What This Doesn't Fix

  • Semantic caching (which reduces costs by reusing near-duplicate prompts). This should live alongside the rest of the instrumentation, although it requires its own design.
  • Prompt-version A/B for quality, which requires evaluations against ground truth outside of the system — it's not enough to attribute cost per prompt.
  • Cross-region fallback. The architecture outlined here has a single point of failure in the Redis budget store.
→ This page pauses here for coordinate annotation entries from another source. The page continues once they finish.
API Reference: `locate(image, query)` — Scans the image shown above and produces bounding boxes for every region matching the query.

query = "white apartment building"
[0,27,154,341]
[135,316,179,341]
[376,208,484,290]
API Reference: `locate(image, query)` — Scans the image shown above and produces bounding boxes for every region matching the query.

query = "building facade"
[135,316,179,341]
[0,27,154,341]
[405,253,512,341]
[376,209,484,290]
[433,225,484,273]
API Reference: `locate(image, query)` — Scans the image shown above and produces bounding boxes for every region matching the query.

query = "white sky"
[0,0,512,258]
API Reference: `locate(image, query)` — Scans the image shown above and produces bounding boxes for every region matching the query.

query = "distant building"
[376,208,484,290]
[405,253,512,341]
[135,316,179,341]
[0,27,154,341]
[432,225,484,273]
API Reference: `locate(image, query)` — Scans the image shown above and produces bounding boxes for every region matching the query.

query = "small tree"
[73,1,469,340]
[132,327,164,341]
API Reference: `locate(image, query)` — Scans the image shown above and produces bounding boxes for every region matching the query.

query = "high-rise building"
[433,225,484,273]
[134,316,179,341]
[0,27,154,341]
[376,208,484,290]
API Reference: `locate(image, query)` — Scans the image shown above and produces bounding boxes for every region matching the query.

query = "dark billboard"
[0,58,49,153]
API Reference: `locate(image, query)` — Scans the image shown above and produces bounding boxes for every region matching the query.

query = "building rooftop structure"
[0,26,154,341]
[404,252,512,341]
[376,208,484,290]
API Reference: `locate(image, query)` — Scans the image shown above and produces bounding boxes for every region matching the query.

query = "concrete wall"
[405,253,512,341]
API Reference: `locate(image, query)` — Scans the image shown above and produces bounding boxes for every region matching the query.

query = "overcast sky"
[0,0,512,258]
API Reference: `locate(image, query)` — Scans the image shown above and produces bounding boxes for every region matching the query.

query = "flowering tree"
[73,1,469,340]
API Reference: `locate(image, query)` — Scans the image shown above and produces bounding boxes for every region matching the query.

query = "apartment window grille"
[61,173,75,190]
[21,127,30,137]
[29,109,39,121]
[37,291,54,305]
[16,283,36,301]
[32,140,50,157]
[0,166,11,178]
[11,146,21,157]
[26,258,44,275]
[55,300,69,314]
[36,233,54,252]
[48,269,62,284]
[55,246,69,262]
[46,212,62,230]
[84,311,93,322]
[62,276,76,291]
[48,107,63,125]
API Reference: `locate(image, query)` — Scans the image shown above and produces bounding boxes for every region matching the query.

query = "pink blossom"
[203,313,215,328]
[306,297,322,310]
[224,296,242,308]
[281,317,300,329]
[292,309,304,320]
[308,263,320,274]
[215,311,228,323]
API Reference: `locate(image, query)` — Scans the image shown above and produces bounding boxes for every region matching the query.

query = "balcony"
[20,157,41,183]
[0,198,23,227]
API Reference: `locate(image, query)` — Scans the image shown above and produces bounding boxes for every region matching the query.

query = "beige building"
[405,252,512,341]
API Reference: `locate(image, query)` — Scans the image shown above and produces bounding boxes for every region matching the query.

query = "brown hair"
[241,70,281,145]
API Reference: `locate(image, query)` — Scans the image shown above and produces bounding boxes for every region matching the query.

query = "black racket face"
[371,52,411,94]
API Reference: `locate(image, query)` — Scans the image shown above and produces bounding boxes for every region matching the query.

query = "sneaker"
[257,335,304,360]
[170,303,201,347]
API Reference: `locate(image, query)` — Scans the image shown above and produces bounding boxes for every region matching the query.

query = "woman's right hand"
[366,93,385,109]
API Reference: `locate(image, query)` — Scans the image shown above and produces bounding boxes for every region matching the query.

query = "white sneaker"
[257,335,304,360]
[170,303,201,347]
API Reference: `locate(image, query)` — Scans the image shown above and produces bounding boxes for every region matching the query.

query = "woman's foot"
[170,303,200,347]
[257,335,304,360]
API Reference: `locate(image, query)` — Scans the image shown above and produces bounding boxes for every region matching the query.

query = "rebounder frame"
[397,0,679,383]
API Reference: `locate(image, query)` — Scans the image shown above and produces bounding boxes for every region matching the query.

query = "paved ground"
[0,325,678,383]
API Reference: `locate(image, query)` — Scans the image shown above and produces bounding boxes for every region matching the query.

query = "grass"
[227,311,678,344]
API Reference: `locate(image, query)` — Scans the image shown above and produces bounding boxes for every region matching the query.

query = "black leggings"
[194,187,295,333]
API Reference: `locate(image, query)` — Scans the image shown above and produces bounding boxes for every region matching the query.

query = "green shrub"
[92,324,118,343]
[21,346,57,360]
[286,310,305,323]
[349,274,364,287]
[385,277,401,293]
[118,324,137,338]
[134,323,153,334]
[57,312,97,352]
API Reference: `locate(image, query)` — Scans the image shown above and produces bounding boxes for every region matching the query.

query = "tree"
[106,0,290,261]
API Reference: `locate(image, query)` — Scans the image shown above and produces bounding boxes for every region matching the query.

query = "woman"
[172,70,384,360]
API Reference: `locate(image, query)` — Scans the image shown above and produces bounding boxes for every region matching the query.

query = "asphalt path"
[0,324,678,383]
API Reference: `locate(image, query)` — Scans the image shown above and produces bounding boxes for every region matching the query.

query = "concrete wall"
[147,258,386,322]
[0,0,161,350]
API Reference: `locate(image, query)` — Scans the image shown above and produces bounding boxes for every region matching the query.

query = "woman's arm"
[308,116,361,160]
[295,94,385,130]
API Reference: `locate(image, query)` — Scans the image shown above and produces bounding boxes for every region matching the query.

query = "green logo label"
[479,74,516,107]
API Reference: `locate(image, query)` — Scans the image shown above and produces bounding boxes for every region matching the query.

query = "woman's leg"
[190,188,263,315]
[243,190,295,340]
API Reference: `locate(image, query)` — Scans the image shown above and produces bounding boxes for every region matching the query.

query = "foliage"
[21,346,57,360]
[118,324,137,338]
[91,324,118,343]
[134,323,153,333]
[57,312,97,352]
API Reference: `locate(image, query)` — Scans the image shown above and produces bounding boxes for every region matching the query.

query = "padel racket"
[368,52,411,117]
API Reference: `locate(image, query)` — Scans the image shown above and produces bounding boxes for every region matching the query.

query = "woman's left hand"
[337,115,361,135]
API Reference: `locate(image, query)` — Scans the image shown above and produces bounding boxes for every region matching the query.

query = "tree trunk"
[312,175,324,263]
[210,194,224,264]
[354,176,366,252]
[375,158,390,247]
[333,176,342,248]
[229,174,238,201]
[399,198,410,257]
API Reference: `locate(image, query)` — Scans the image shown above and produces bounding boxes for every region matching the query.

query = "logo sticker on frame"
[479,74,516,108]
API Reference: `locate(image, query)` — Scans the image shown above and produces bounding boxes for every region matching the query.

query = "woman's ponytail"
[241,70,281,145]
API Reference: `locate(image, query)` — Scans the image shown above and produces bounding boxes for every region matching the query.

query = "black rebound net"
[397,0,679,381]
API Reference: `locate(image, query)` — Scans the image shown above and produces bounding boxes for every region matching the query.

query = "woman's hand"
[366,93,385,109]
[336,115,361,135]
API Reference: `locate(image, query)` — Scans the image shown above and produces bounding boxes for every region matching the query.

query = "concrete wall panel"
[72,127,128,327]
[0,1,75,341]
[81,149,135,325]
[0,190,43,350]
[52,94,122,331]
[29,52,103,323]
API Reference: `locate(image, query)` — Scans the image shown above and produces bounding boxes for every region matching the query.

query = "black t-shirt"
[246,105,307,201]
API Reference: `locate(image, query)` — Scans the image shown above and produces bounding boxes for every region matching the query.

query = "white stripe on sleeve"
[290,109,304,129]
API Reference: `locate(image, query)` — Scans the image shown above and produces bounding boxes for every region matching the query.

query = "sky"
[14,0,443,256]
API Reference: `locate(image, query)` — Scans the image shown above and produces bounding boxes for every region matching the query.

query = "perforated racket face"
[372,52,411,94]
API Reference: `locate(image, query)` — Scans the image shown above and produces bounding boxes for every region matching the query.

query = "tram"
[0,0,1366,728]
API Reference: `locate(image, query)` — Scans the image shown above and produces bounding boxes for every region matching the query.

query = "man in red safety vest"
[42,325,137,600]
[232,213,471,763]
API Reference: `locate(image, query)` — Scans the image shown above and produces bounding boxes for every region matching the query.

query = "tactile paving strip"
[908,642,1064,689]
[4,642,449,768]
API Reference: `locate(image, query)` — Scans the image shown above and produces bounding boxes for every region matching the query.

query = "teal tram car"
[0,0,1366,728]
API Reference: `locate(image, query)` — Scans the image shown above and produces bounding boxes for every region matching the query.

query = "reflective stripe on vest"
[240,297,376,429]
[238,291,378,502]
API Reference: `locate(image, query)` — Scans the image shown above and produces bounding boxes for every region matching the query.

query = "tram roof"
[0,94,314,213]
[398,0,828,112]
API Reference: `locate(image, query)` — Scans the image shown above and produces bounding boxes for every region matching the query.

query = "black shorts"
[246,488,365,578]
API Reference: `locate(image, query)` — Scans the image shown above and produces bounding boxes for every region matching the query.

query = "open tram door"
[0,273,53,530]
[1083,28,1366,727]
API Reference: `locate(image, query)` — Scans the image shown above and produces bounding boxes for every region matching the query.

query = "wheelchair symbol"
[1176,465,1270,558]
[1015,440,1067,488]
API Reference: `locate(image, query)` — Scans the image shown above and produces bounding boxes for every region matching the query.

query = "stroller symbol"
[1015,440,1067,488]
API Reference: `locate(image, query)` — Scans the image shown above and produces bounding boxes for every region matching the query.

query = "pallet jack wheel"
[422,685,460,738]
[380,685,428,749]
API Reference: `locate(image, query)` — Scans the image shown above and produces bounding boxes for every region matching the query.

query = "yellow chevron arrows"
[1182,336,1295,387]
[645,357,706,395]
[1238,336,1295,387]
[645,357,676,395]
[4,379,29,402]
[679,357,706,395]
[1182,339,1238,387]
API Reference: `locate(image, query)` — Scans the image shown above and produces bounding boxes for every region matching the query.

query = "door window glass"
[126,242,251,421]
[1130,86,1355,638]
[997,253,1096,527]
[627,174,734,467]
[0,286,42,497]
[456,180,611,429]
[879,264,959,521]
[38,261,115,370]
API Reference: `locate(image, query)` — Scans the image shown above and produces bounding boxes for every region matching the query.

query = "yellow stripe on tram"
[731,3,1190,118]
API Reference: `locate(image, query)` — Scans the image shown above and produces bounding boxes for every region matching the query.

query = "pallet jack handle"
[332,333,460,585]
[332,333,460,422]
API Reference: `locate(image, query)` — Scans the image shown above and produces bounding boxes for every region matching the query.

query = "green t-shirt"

Actual implementations may opt for Redis Cluster or regional brokers for each data plane.

The Takeaway

What you learn from the real-world incidents that motivate this architecture is that your agents will spend whatever budget they can, as long as there's nothing stopping them, and whatever attribution they like best. Both of these are choices in system architecture, not monitoring capabilities.